The 3/3/3 Reset.  Look around you and name 3 things you see.  Say them aloudl  Then identify three sounds you hear, and say them.  Finally, name three body parts that you can feel (e.g., your butt on the chair, your toes in your shoes, a coolness in your nostrils).  This reconnects you to the Now, the present, the 'time zone' of your existence, while pulling you from the 'what if?' future zone anxiety needs to survive. 

Fact Check.  Your mother had a stroke, and you're 2,000 miles away.  You want to be there but cannot, at least for the next several days.  You imagine the scenarios--she's all alone, no one with her; she'll never walk again; or worst of all, she dies (and you're not there).  A call to the doctor, or her best friend, is your fact check, and it washes away the worries.  When your anxiety is tied to something specific, rather than a general, free-floating sense of disquiet, you can ease the tension by the same process: checking reality.  Here's a good source for how to fact check.

Fact Check Your Panic.  When caught up in a panic, an all-systems-involved crisis, ideas of disaster run wild.  Your tight chest, cold sweats, panting breaths, and soaring heart rate say you're going to die--or at least have a heart attack, collapse, or something else.  Learn to fact check it, so you can draw upon reality when it's happening.  Here are the myths, and here are the facts.

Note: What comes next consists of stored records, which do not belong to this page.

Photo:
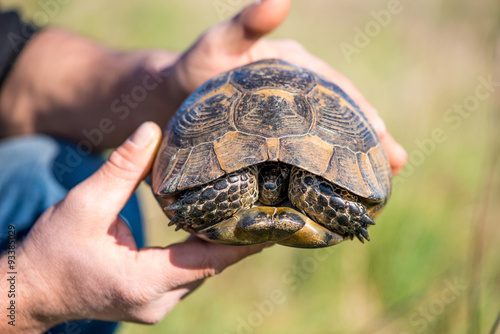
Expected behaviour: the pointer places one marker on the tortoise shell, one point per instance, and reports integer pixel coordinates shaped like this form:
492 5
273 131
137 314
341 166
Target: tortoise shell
271 110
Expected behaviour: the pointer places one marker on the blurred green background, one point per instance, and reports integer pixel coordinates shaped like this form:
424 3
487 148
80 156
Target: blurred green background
433 263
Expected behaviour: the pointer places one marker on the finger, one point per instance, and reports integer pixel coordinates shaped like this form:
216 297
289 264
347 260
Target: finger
106 191
254 21
190 261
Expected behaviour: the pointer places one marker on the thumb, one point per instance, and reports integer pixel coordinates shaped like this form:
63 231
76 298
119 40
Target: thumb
110 187
254 21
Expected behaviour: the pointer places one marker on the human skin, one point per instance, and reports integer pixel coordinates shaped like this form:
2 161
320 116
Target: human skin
79 260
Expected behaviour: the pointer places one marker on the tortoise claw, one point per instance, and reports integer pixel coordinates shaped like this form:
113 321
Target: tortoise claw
366 220
174 206
360 237
364 232
175 220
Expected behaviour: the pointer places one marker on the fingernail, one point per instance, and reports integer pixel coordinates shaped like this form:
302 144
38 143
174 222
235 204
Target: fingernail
143 135
401 152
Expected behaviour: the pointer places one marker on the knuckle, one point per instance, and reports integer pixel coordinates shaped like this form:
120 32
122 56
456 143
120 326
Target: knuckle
131 296
211 266
122 165
149 316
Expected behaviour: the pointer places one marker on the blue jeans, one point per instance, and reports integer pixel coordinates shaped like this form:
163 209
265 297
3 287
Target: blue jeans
37 172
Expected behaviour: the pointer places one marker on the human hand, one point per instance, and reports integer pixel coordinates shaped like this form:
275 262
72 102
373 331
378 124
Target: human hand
80 260
239 41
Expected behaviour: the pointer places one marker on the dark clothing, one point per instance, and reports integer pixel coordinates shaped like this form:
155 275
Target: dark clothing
14 34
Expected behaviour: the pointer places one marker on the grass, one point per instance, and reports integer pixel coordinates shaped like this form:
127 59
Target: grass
440 228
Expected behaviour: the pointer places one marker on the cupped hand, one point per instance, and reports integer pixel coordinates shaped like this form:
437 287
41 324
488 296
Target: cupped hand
239 41
80 259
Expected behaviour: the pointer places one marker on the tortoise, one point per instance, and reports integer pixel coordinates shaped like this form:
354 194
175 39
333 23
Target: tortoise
271 152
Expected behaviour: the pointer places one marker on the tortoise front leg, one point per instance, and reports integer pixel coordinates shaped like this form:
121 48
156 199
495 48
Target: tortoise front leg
282 225
218 200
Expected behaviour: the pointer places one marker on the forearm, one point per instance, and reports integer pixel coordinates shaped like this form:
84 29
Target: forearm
65 85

Activate.  Fear makes us stop, look, and listen.  It's designed that way, by evolution, helping us survive tiger attacks, precipice falls, enemy ambushes, and other dangers.  But anxiety is fear gone haywire.  So do something.  Clean a desk, make a bed, do laundry, take a walk.  Your body is adrenalized, that old fight-or-flight thing, so use the juice.  Bonus: you'll have to focus your mind, at least to some degree, on that desk, the sheets, laundry, neighborhood . . .

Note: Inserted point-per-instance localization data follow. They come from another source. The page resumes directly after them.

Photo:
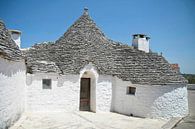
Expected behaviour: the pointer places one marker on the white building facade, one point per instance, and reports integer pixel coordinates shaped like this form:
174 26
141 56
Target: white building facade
85 71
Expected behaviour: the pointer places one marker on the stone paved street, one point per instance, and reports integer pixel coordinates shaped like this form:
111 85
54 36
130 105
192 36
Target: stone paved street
84 120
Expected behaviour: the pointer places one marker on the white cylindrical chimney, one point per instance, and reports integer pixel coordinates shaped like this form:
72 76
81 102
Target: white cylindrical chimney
141 42
16 35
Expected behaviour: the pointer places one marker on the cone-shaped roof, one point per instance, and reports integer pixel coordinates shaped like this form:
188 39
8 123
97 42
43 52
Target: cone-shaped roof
84 42
8 48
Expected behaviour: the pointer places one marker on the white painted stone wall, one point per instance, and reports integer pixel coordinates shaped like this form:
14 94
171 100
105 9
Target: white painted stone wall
12 91
65 93
63 96
151 101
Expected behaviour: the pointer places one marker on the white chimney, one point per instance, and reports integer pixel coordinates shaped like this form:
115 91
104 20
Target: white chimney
15 35
141 42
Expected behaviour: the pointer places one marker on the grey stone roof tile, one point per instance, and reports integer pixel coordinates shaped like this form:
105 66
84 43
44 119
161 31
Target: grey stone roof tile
8 48
84 42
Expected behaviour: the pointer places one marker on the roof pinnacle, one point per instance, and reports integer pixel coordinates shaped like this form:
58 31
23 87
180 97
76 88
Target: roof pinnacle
85 11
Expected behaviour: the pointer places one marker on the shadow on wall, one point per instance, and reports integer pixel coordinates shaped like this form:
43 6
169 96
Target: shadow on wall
10 68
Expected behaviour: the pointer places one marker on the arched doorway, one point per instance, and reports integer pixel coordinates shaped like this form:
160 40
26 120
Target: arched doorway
85 94
88 92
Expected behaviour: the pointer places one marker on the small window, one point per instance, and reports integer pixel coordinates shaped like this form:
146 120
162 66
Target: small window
46 83
131 90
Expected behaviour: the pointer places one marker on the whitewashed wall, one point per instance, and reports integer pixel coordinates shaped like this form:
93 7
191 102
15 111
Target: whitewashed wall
63 96
151 101
12 91
65 93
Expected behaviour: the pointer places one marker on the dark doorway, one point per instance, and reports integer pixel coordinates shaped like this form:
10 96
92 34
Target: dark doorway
85 94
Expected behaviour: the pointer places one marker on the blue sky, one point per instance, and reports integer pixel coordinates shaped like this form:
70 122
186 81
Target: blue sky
169 23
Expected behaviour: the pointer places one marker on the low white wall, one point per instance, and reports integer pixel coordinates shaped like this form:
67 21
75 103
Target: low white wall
107 94
63 96
65 93
12 91
151 101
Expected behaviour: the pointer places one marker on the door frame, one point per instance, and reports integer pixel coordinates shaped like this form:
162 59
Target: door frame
89 90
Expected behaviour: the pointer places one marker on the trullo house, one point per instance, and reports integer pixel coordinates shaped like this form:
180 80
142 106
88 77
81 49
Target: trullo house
84 70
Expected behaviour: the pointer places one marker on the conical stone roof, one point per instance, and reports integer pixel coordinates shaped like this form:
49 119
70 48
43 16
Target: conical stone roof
84 42
8 48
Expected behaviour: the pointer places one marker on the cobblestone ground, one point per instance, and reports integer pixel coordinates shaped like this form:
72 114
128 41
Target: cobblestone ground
84 120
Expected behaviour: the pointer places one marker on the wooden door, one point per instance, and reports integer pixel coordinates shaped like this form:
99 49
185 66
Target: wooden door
85 94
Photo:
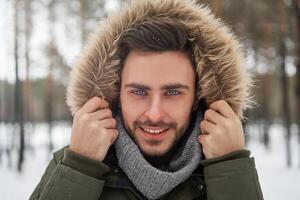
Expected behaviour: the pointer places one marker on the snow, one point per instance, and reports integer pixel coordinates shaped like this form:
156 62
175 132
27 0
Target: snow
277 181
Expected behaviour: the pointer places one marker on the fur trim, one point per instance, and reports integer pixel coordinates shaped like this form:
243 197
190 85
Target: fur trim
218 55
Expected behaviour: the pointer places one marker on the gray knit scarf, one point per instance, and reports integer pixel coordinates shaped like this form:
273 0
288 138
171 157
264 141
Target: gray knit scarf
150 181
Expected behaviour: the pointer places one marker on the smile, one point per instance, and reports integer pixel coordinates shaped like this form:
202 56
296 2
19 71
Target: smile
153 131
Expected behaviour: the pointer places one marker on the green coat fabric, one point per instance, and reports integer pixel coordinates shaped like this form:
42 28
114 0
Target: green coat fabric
232 176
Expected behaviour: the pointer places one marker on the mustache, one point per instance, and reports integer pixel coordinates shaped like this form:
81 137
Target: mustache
155 124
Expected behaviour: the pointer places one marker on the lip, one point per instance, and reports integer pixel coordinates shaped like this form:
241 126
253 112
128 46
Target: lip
154 136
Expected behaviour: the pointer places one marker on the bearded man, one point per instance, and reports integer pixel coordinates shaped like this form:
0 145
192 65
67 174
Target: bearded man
157 95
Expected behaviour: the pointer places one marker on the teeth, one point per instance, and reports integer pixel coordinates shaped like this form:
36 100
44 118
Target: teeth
153 131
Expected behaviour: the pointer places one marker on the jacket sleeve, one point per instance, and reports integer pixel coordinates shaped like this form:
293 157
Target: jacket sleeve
232 176
68 180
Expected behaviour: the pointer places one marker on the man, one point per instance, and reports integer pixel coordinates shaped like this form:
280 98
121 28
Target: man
157 97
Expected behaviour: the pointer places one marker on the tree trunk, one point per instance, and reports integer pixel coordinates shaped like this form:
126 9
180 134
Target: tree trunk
284 82
297 10
82 9
18 92
49 83
216 7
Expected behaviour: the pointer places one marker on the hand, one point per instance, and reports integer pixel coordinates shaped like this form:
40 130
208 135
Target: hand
221 129
93 130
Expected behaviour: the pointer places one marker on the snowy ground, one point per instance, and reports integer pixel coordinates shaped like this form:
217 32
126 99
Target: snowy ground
276 180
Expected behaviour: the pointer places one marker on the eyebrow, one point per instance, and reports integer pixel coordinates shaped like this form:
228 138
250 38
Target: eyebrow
164 87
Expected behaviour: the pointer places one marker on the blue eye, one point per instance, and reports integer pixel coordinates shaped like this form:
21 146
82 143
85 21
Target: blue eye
139 92
172 93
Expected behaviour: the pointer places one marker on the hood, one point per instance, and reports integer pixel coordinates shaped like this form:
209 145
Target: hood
218 55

Connect With Others.  Most people with chronic or acute anxiety have a friend or two they've confided in.  Call them, let them know how you're feeling, what it's like, how scared your mind is.  It will help.  Even if you don't have a confidant like this, you can tap into others' panic and anxiety stories, adjusting your perspective.  Bussfeed has 25, and reading them will give you the grounding of knowing, once again, that you're not alone.